I felt my tear escaped from my eyes, I could feel the pain on his story. He just looked at me and he was shocked to see me crying but he laughed.

"Why are you crying?" He teased me, or he was trying to ease the sadness.

I did not answer but I suddenly hugged him very tight. I felt his body froze from what I did.

Pinakawalan ko siya at pinunasan ang luha ko, he was just staring at unable to say a word.

"Sorry, nadala lang." Natatawang sabi ko, I instantly regret what I did so I just looked somewhere.

I sipped my glass of whiskey bottoms-up and I felt it burn my throat. I stood up and offered my hand at him, masyado na rin kaming maraming nainom, I want to walk.

"Let's walk." I said, inabot naman niya ang kamay ko, nang makatayo siya ay babawiin ko na sana ang kamay ko ngunit hinigpitan niya lamang ang pagkakahawak doon at hinatak ako palapit sa dagat.

I bit my lips to stop myself from smiling, he intertwined his fingers to mine and I could really hear the my heart beating crazily fast.

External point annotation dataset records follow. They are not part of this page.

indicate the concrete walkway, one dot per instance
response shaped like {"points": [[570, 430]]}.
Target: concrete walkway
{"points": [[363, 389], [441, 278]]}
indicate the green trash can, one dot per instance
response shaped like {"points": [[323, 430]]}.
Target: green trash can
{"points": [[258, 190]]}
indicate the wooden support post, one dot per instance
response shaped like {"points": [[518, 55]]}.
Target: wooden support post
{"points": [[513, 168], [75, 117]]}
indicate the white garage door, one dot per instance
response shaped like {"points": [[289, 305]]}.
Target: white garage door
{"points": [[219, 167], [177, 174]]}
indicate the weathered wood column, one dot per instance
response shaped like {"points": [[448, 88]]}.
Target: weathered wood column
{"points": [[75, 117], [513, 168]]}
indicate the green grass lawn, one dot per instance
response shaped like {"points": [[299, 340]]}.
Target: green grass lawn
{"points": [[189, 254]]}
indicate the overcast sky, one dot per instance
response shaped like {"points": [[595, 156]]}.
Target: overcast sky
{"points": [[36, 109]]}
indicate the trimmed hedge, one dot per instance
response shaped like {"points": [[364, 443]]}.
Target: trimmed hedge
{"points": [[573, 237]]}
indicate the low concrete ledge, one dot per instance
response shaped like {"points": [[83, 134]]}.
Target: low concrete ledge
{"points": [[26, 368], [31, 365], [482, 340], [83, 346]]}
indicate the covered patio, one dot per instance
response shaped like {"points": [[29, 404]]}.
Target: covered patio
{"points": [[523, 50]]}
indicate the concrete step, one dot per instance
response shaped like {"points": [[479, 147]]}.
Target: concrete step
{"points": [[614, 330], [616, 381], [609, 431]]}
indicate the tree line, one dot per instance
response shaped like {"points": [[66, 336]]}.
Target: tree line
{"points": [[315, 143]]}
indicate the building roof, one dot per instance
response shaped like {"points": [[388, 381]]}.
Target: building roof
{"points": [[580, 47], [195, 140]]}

"Do you like it here?" He asked.

"I like the place, but being with you make it even more likeable." I answered, he just 'tsked' and continued walking slowly.

Hindi na pwedeng lumusong sa dagat dahil gabi na kaya hinayaan na lamang namin ang tubig na basain ang paa namin.

"It's 11:58 pm." He said, looked at him confusedly.

"So?" I asked.

He just smiled and looked at the sky. I just stared at him the whole time he was looking at the sky, he was indeed God's masterpiece.